Economist Dick Heaps says it’s clear that the state’s revenue base is tied directly to the fate of the top 1 percent of all tax filers because Vermont has a progressive income tax system:

(Heaps) "It is the high income group that pays a very disproportionate share of the tax and during booms and busts their income rises and falls disproportionately so they are the ones that are the reason behind what we see happening in our General Fund."

(Kinzel) And Heaps says the sizeable growth in state income tax revenues this year reflects gains made by this small group of wealthy Vermonters:

(Heaps) "Right now the fact that this group is probably doing better than most Vermonters is good for the tax department because they’re the high income people they’re the ones who pay the tax."

(Kinzel) Jack Hoffman is a senior policy analyst at the Public Assets Institute in Montpelier. He agrees with Heaps’ analysis:

(Hoffman) "I think it makes sense that that’s what’s happening because we’ve seen this concentration of wealth toward the top so as more money gets in the hands of fewer and fewer people what happens to the income for those people is going to have a greater effect on our revenue collections."
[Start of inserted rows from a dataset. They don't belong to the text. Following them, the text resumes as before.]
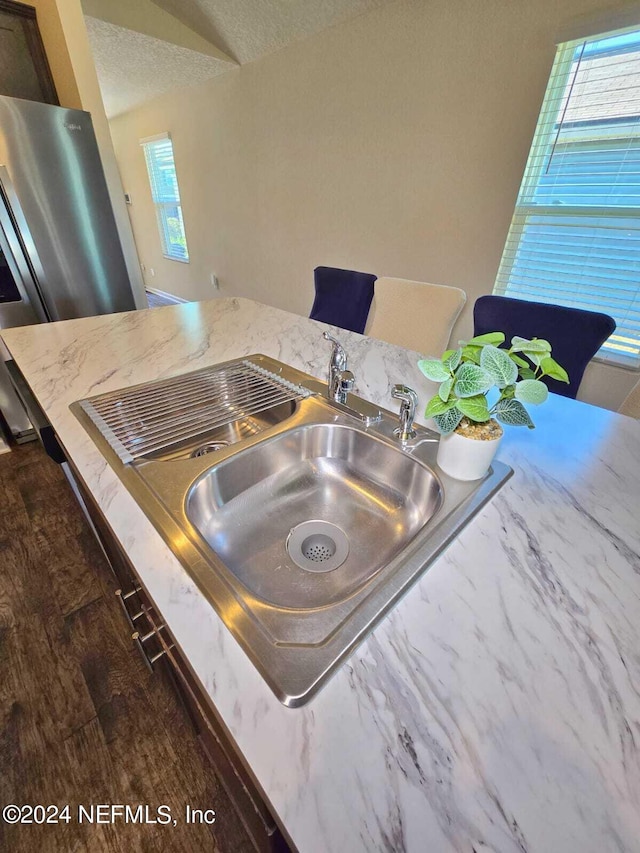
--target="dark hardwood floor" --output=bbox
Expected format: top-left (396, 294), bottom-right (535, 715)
top-left (0, 443), bottom-right (253, 853)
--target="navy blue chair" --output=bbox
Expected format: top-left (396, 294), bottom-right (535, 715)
top-left (473, 296), bottom-right (616, 398)
top-left (309, 267), bottom-right (376, 334)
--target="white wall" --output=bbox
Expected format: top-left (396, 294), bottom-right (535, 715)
top-left (111, 0), bottom-right (640, 408)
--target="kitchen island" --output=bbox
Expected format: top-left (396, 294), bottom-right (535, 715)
top-left (2, 299), bottom-right (640, 853)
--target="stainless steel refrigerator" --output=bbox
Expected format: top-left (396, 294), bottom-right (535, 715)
top-left (0, 96), bottom-right (135, 436)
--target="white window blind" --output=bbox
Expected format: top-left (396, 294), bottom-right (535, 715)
top-left (140, 133), bottom-right (189, 261)
top-left (494, 25), bottom-right (640, 367)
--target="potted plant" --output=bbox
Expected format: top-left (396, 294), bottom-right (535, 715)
top-left (418, 332), bottom-right (569, 480)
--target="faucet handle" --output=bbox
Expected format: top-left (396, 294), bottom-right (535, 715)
top-left (322, 332), bottom-right (347, 362)
top-left (336, 370), bottom-right (356, 403)
top-left (391, 385), bottom-right (418, 441)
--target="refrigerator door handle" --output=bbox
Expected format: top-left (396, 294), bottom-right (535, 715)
top-left (0, 166), bottom-right (51, 322)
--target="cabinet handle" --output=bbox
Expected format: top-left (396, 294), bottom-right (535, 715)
top-left (131, 614), bottom-right (174, 672)
top-left (116, 587), bottom-right (144, 628)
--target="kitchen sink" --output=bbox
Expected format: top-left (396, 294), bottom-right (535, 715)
top-left (71, 355), bottom-right (512, 707)
top-left (185, 423), bottom-right (442, 610)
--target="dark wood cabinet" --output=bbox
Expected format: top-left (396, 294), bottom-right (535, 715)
top-left (0, 0), bottom-right (59, 105)
top-left (63, 462), bottom-right (293, 853)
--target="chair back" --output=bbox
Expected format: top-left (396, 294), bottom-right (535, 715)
top-left (309, 267), bottom-right (376, 334)
top-left (473, 296), bottom-right (616, 397)
top-left (618, 379), bottom-right (640, 420)
top-left (366, 278), bottom-right (467, 357)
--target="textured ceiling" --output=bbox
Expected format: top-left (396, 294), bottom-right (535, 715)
top-left (85, 17), bottom-right (235, 118)
top-left (83, 0), bottom-right (388, 117)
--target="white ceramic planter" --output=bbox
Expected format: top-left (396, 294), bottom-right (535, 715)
top-left (437, 432), bottom-right (502, 480)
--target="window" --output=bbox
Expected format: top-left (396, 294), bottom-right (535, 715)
top-left (140, 133), bottom-right (189, 262)
top-left (494, 25), bottom-right (640, 367)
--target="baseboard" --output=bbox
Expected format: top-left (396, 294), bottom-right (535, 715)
top-left (145, 287), bottom-right (192, 305)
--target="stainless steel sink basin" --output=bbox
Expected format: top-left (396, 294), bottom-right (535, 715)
top-left (185, 423), bottom-right (442, 610)
top-left (71, 355), bottom-right (512, 707)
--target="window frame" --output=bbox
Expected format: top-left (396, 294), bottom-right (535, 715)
top-left (493, 24), bottom-right (640, 372)
top-left (140, 132), bottom-right (191, 264)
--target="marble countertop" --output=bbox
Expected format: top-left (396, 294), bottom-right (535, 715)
top-left (2, 299), bottom-right (640, 853)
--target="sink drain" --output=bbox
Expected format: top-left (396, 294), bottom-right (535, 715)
top-left (190, 441), bottom-right (229, 459)
top-left (287, 520), bottom-right (349, 572)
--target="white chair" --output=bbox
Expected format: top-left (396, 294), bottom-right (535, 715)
top-left (618, 380), bottom-right (640, 420)
top-left (365, 278), bottom-right (467, 357)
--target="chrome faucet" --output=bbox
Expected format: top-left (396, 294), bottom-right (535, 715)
top-left (322, 332), bottom-right (355, 405)
top-left (391, 385), bottom-right (418, 441)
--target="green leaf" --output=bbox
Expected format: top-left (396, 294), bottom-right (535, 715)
top-left (467, 332), bottom-right (504, 347)
top-left (516, 379), bottom-right (549, 406)
top-left (438, 376), bottom-right (453, 403)
top-left (518, 367), bottom-right (536, 379)
top-left (418, 358), bottom-right (451, 382)
top-left (462, 345), bottom-right (482, 364)
top-left (456, 394), bottom-right (491, 423)
top-left (480, 345), bottom-right (518, 388)
top-left (424, 394), bottom-right (457, 418)
top-left (540, 355), bottom-right (569, 382)
top-left (434, 406), bottom-right (462, 435)
top-left (453, 364), bottom-right (494, 397)
top-left (510, 352), bottom-right (531, 367)
top-left (491, 400), bottom-right (534, 429)
top-left (442, 349), bottom-right (462, 373)
top-left (511, 335), bottom-right (551, 355)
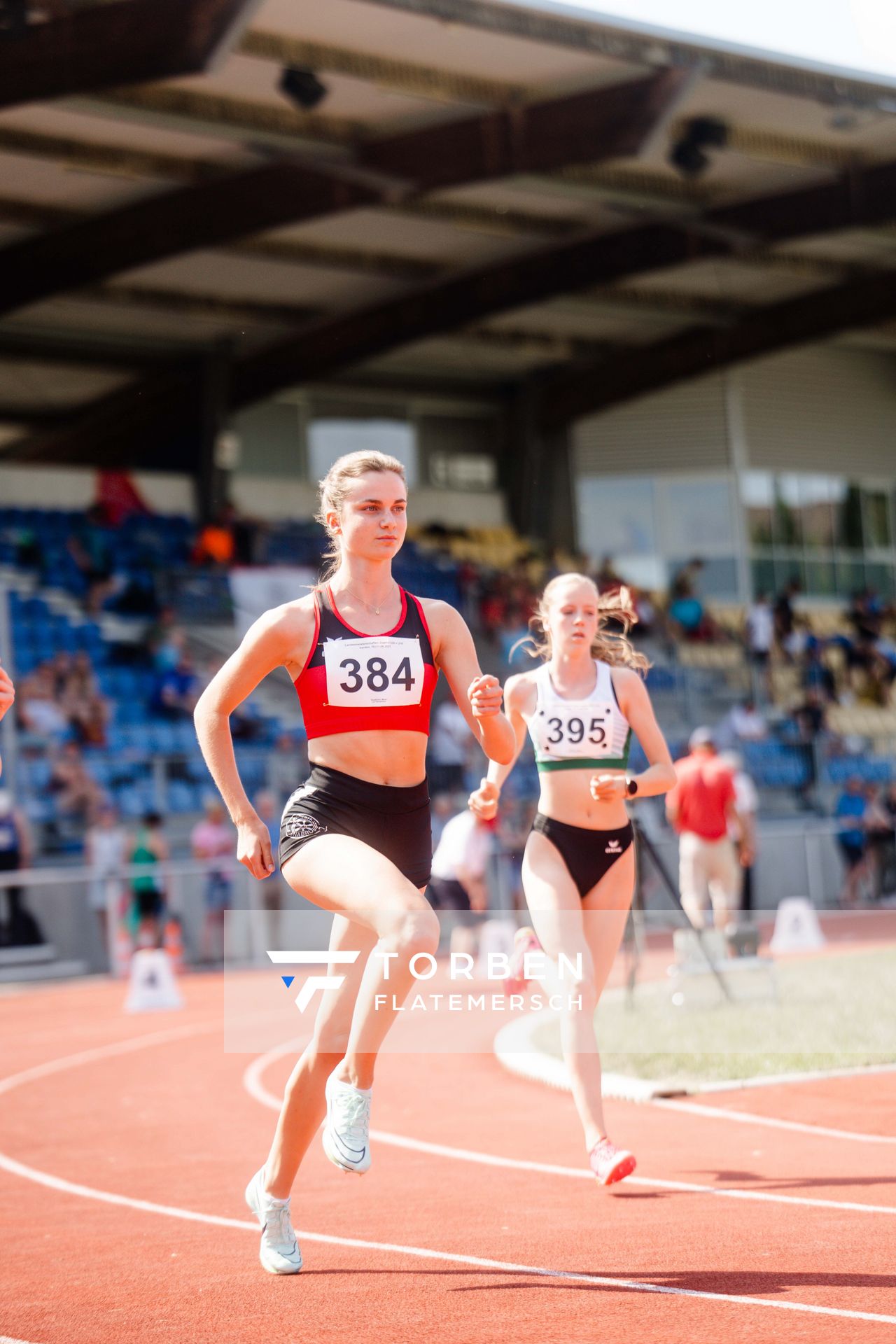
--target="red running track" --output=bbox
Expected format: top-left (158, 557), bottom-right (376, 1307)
top-left (0, 977), bottom-right (896, 1344)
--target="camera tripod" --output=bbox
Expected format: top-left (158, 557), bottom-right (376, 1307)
top-left (626, 818), bottom-right (732, 1001)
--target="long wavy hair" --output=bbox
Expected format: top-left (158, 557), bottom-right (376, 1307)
top-left (510, 574), bottom-right (650, 676)
top-left (314, 451), bottom-right (407, 584)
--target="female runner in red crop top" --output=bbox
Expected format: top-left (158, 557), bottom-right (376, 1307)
top-left (195, 453), bottom-right (516, 1274)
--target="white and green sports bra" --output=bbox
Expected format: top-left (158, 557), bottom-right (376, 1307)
top-left (528, 659), bottom-right (631, 770)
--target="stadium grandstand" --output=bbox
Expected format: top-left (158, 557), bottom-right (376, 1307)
top-left (0, 0), bottom-right (896, 966)
top-left (0, 0), bottom-right (896, 1344)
(Kinzel) Hoffman says new studies show that in the 1970s, the top 1 percent of Vermont’s population accounted for 6 percent of the state’s overall income. By 2005, their share had more than tripled to 20 percent.  He’s concerned by this trend:

(Hoffman) "If you look in the 50s, 60s and 70s, we in fact had much better distribution of income and I think it was a much more prosperous period for this country and I do think you have a more equal society if you don’t have such wide gaps between rich and poor."

(Kinzel) Hoffman says the revenue figures show that wealthy people aren’t leaving the state because of Vermont’s progressive income tax system.  But Heaps says the data should also make lawmakers understand that there could be negative consequences to raising tax rates on the wealthiest Vermonters in the future.

For VPR News, I’m Bob Kinzel in Montpelier.